Belkide en iyisi jisungun beni boğarak öldürmesiydi. Böylelikle bir daha asla o lanet olası çenemi açmazdım.
Changbinin içeri girmesiyle jisung boğazımı sıkmayı bırakmıştı. Mükemmel zamanlama.
Şaşkınlıkla bize bakan changbin, bize ne olduğunu sormaya gerek duymamıştı. Ne de olsa changbinin gözünde hep ben suçluydum...
Zar zorda olsa nefes aldıktan sonra jisungun yüzüne bakmıştım. gözleri çok dolmuştu, dokunsan ağlayacak gibiydi.
Jisung kapıya doğru ilerlerken changbin kolundan tutup kendine çekerek ona sıkıca sarıldı. Ben de hemen lavabo kapısına hızlı adımlarla yürüyüp lavabodan çıktım. Sonrasında 1 kat aşağıya inerek hastane kapısından çıkarak bahçeye ulaştım.
Bahçeye ulaştığımda bankaya oturup cebimden çıkardığım çakmakla sigaramı yaktım. Bu koku beni cezbediyor. Daha sonra aklıma Minhonun dedikleri geldi.
Jisung 2 yüzlünün teki. Sana iyi davranırken bir anda kötü davranabilir, bu 1 dakikasını bile almaz. Bu yüzden olabildiğince lütfen ondan uzak dur hyunjin, sana yalvarırım uzak dur...

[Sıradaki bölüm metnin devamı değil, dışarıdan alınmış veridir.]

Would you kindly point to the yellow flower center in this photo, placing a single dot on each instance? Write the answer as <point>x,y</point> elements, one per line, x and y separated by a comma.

Minhodan duyduğuma göre jisungun küçükken annesi, jisungun gözleri önünde babası tarafından katledilmiş. Jisung o zamanlar sadece beş yaşındaymış...
Tabi doğruysa, bunu ben, minho ve jisung biliyor sadece.
Bitmiş olan sigaramla birlikte ayağa kalkıp önce sigaranın kalanını çöpe attım, daha sonrasında hastaneye girip ameliyathaneye doğru ilerlemeye başladım.
Doktor ve hemşirelerin ameliyathaneden çıkmasıyla vücudum titremeye başladı. Korkuyordum, ya öldüyse diye...
Cesaretimi toplayıp doktorun yanına gittim ve Minho nasıl olmuş diye sordum. Doktorun dediği seylerden sonra acayip rahatlamıştım.Şükürler olsun ki zamanında yetişmiştik.
Felix'ten
Avustralyada doğup büyümüştük Chris ile, çocukken böyle değildi iyi birisi ve insanlara yardımcı olan bir çocuktu ancak... Grup kurulduktan sonra çok fazla değişti. Şimdi daha ahlaksız birisi olup, hem suçlu hemde güçlüyü oynuyor.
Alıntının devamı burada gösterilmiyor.